The collection was published in English under the title The Execution of Mayor Yin and Other Stories from the Great Proletarian Cultural Revolution. Bloomington: Indiana University Press, 1978. Tr. by Nancy Ing and Howard Goldblatt. The English language translation attained wide recognition, as its publication occurred at a time when U.S. President Richard Nixon's historic visit to China, the death of Mao Zedong, and the thaw in diplomatic relations between the U.S. and China all generated widespread interest in China in the United States. A revised edition of the book with a new introduction by Perry Link was re-issued by Indiana University Press in 2004.

== Context ==
The Execution of Mayor Yin contains stories set during the period of the Cultural Revolution in China, approximately 1965–1975.

== Themes ==
Major themes of the stories in the collection include freedom vs. conformity, disillusionment, bewilderment, trauma, disgust, and political persecution.

== Motifs ==
Major motifs include the steady stream of political campaigns and the Cult of Mao, as well as many quintessential features of life in China and of Chinese culture.
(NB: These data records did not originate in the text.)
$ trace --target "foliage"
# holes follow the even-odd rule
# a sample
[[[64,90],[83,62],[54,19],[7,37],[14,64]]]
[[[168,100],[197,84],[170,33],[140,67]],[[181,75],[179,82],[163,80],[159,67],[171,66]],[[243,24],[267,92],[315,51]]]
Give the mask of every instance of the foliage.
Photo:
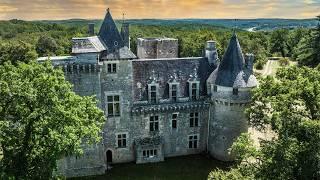
[[[320,64],[320,16],[318,22],[318,26],[310,30],[294,50],[300,65],[316,67]]]
[[[208,176],[208,180],[253,180],[252,176],[243,175],[239,169],[232,168],[229,171],[215,170]]]
[[[280,66],[288,66],[290,64],[290,61],[288,58],[280,58],[279,64]]]
[[[319,70],[283,68],[276,78],[261,79],[253,94],[247,110],[249,123],[259,130],[271,128],[276,137],[260,140],[258,148],[250,136],[240,136],[232,146],[238,162],[235,168],[254,179],[319,177]]]
[[[29,62],[37,56],[32,46],[25,42],[0,42],[0,65],[5,62],[17,64],[18,62]]]
[[[41,36],[36,44],[39,56],[54,55],[58,48],[57,42],[50,36]]]
[[[100,140],[103,112],[80,97],[51,62],[0,66],[0,167],[16,178],[48,179],[56,161]]]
A leitmotif running through the stories is the United States. Chen Ruoxi lived in the United States for a period, and many of the characters in her stories remark on contrasts between their experiences in the United States and in China, as well as between their expectations of life in the "new" China and what they observe of the "real" China.

== Short Stories Synopses ==
The Execution of Mayor Yin consists of eight stories:

- The Execution of Mayor Yin (first published in 1974)
- "Chairman Mao is a Rotten Egg"
- Night Duty
- Residency Check
- Jen Hsiu-lan
- The Big Fish
- Keng Erh in Peking
- Nixon's Press Corps

Brief synopses follow.

=== The Execution of Mayor Yin ===
During a visit to a rural area outside of Xi'an, the narrator sees how political violence during the Cultural Revolution finds escalates through a series of victims, culminating in "Mayor Yin" -- "Yin Xianzhang" or more literally "county magistrate" Yin.

Some of the characters in the story conclude that there is simply no way to understand all of the political campaigns, or to see their consequences in any logical framework.

The alludes to one of Mao Tse-tung's most famous speeches: Serve the People. The speech is about finding meaning in life by sacrifice.

=== "Chairman Mao is a Rotten Egg" ===
In this story, adults discover the absurd ends that a child's indiscretion can lead in the context of the Cult of Mao.

=== "Night Duty" ===
An idealistic teacher from Taiwan, who has also lived in the United States, now lives and works in China. In the course of service on a rural farm associated with his school in Nanjing—a variant on the Down to the Countryside Movement—he makes some discouraging observations. These include a former book lover who has given up on books, and members of the "red" (proletariat) class who steal from the community.

=== "Residency Check" ===
This story turns on accusations of infidelity made against the narrator's (female) neighbor.

=== "Jen Hsiu-lan" ===
A (woman) political prisoner makes an "escape."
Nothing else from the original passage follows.